Madeleine grew up in a family where her father, wounded in World War One, was sometimes hospitalized and often could not work. Her mother went out to work at a time when few women had jobs outside the home; Madeleine makes it clear that she was very proud of her mother and did not experience their hardship as "any disadvantage".

We had to chip in. I had two older brothers, they did things, and once I got old enough, I did, too, and then my younger sister—and that did not hurt me, that helped to ground me. I knew you had to work for what you were going to get. We never owned a home; we never owned a car. Now I think, look how fortunate I am—but it didn't come easy. I was always rooted in the fact that if you were given an advantage, you give back; you have to do something to show your appreciation.

After graduating as a nurse and working as an operating room nurse in Moncton, Madeleine moved to Saint John in 1975. Already, she and her colleagues had worked on development of standards to protect nurses and their patients.

In Saint John she became president of her local for the St. Joseph's Hospital's Nurses Union, and this led her to attend a week-long labour school at St. Mary's University in Halifax. She enrolled in the Basic Labour Relations course taught by a nurse from Newfoundland, which transformed her thinking: "It was just as if I had been shot from a cannon!" The instructor helped Madeleine and her colleagues to understand the issue of being unionized in the context of a real struggle between "wearing a union hat versus a professional cap when it was so difficult to think of work-to-rule and possible strikes and still hold to this professionalism". Madeleine was to attend every course the labour school had to offer throughout her long career.

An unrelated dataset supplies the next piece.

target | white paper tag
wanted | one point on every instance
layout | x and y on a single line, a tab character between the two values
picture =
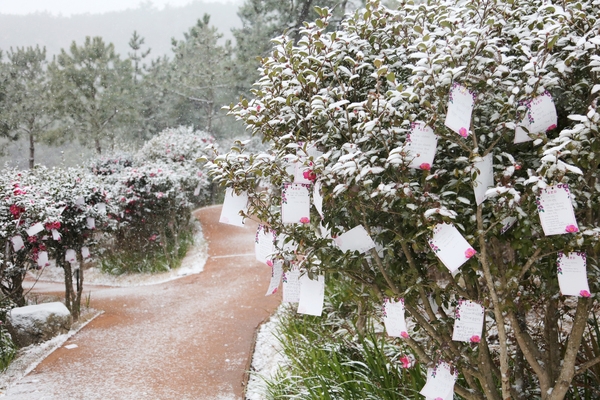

A pivotal event in her capacity as President of the St. Joe's Nurses Union was a protest originating with the issue of inequitable pay scales for nurses who were receiving less pay than the nursing assistants who worked under their supervision. Joining forces with the other union Local for the Saint John General Hospital, they asked for a review of their collective agreement and organized a protest march from St. Joe's, with police escort, around King's Square in the city's centre. One of the leaders in the march was nurse manager in the emergency room at St. Joe's and widely perceived as the epitome of professionalism—older and very well thought of. To Madeleine, for this woman to lead the "rebel group" was an invaluable example to younger nurses that you could certainly be a union member while still maintaining your professionalism.

Quotation
I was a late bloomer, I had flowed along with the tide raising a family of four children while working outside the home full-time. Everything seemed to be going quite well, and I considered myself fortunate. But really, I had blinders on—there was no doubt about it.